HydroMT: Automated and reproducible model building and analysis
https://deltares.github.io/hydromt/
MIT License
68 stars 28 forks source link

Include data catalogs in other data catalogs #477

Open dalmijn opened 1 year ago

dalmijn commented 1 year ago

Kind of request

Adding new functionality

Enhancement Description

The ability to include data catalog's (yaml's) via e.g. an include statement in another data catalog (e.g. final.yml). The desired result then would be that the datasets from all the data catalog's are available in HydroMT.

Take e.g. a data catalog (data_catalog1.yml)

my_data:
  - meta: meta

And then include it in another data catalog (e.g. final.yml)

include:
  - data_catalog1.yml
  - data_catalog2.yml

era5_daily:
  - stuff: stuff
  - more stuff: more stuff

And then just read this catalog via DataCatalog('./path_to/final.yml').
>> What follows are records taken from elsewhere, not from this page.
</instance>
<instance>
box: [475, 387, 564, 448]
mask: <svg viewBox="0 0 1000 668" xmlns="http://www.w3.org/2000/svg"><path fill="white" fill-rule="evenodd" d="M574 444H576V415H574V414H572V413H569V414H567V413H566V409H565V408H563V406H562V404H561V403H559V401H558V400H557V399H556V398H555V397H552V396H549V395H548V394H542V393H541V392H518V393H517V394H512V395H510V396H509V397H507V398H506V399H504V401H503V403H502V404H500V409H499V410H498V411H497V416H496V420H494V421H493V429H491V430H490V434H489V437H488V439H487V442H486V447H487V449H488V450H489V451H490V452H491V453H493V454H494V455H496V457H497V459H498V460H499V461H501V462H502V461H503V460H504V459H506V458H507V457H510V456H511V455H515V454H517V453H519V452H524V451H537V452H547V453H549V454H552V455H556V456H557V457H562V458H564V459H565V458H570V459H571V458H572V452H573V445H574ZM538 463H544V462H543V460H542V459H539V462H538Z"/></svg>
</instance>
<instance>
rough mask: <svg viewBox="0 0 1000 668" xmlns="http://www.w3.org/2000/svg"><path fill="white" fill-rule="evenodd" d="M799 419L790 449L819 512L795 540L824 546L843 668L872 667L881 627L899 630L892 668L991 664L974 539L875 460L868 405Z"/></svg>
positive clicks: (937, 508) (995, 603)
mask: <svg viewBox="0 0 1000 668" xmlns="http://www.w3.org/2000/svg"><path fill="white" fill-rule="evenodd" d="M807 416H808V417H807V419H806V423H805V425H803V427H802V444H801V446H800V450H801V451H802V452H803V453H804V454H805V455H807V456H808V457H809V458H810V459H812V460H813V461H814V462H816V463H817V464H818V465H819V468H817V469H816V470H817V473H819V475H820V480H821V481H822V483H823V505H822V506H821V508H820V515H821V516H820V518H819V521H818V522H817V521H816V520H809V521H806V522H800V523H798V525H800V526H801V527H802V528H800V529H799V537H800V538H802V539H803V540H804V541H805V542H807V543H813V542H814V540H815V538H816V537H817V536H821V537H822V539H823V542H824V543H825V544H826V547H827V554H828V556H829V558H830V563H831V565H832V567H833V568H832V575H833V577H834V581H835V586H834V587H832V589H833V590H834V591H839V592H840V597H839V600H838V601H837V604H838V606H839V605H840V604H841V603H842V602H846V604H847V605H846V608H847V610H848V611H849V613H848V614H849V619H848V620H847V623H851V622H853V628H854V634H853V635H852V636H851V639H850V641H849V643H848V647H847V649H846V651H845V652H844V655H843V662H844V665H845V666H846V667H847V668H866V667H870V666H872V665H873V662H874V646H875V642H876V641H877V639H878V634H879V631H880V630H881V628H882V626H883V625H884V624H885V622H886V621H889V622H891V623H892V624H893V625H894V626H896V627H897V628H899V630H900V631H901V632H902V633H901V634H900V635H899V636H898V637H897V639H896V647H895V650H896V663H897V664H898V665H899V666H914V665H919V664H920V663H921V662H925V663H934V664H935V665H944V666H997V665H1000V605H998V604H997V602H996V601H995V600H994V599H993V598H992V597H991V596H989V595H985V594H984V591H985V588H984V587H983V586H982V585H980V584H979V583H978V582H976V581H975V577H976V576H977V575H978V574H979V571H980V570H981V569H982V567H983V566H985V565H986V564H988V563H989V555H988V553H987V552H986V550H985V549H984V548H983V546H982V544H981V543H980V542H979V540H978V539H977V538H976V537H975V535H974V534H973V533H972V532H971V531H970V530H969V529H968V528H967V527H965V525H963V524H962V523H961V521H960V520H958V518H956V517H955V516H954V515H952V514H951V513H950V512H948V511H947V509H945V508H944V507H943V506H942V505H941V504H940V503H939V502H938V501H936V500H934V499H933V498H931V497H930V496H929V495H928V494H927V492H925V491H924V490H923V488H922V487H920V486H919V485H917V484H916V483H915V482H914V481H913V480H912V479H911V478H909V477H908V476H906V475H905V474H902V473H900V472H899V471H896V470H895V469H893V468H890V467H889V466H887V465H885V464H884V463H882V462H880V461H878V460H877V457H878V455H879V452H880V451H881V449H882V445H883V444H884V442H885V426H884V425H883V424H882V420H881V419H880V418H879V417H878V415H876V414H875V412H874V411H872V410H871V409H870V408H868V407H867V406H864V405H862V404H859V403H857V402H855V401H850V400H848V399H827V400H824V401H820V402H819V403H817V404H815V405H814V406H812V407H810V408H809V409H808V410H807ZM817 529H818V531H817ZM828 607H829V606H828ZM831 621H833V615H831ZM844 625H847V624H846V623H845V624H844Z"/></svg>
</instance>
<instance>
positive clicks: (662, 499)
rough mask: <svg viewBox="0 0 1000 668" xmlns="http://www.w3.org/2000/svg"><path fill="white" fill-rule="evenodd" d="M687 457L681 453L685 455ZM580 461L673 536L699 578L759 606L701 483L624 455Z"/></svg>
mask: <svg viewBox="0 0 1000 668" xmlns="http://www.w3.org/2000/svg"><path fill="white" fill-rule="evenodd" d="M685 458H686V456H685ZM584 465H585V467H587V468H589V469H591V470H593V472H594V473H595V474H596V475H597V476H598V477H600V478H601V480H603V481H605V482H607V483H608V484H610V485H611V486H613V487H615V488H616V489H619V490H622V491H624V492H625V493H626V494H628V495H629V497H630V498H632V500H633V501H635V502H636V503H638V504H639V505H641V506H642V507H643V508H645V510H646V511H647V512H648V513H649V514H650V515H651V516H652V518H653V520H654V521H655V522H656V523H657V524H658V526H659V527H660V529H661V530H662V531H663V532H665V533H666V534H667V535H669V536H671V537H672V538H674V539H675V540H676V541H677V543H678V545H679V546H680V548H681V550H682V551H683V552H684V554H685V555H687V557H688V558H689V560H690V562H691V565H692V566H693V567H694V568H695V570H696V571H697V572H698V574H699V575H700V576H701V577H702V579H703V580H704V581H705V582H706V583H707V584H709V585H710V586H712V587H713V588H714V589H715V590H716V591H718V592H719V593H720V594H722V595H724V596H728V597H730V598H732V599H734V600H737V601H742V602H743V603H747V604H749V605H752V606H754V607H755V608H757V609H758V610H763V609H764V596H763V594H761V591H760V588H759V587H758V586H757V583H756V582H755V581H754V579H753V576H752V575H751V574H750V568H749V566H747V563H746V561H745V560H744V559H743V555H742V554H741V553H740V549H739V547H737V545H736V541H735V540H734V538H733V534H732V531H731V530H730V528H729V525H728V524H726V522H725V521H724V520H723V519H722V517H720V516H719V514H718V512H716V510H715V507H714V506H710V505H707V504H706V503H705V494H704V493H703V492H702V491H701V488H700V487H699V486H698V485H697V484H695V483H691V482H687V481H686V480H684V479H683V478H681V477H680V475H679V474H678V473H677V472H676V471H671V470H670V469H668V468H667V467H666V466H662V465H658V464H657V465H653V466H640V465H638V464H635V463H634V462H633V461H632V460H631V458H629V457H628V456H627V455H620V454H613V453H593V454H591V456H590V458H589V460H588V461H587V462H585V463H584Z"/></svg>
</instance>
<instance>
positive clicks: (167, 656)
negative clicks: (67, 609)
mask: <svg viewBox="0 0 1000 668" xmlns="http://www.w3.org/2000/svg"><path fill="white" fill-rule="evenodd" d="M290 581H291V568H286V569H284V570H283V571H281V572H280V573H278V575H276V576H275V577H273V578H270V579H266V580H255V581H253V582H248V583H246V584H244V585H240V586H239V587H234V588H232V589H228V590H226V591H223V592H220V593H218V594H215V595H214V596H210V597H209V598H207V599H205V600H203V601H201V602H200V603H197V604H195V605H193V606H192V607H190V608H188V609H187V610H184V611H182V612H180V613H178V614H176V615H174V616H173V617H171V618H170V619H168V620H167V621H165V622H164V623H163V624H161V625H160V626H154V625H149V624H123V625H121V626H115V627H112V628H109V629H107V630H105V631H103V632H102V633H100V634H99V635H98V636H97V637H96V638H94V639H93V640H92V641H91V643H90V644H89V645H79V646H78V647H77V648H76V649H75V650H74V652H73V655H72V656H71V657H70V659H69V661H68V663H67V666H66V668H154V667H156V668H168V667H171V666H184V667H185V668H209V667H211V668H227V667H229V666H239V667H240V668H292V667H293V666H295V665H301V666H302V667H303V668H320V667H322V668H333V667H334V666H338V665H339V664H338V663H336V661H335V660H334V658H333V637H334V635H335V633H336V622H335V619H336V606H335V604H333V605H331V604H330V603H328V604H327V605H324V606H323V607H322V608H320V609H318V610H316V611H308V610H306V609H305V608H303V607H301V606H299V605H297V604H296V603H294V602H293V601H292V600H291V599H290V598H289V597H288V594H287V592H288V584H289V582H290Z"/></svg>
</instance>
This would mean though that include is no longer available as a variable for a dataset. How to include this is of course is up for debate. But I think this would be nice to have.

Use case

Where data catalog yaml's would become very large or where there would be a lot of seperate data catalog yaml's to be put in the data_libs list.

Additional Context

No response

hboisgon commented 11 months ago

I'm not sure if this type of functionality is really needed. In the hydromt build/update configuration under global you can already list the data catalogs you want to use as well instead of using the command line.

global:
  data_libs:
    - data_catalog1.yml
    - data_catalog2.yml
DirkEilander commented 10 months ago

I agree this has low priority. However it should also be rely straight forward to implement and I can image it can help to organize your data catalogs (if many). I think we should include it. Given the priority it won't be this year I think though. I've now added it to Q1 but we will discuss during the Q1 planning if that is actually feasible.

savente93 commented 10 months ago

noting this for the discussion when it becomes relevant: this will need a way to deal with conflicting information, espeically if aliases will still be there. i.e. if Cat A says X -> Y and Cat B says X-> Z what should the correct result be?

DirkEilander commented 10 months ago

noting this for the discussion when it becomes relevant: this will need a way to deal with conflicting information, especially if aliases will still be there. i.e. if Cat A says X -> Y and Cat B says X-> Z what should the correct result be?

I think we already handle this with a warning, whereby a source in the last cat overwrites the previous. This can already occur with the functionality shown by Hélène above.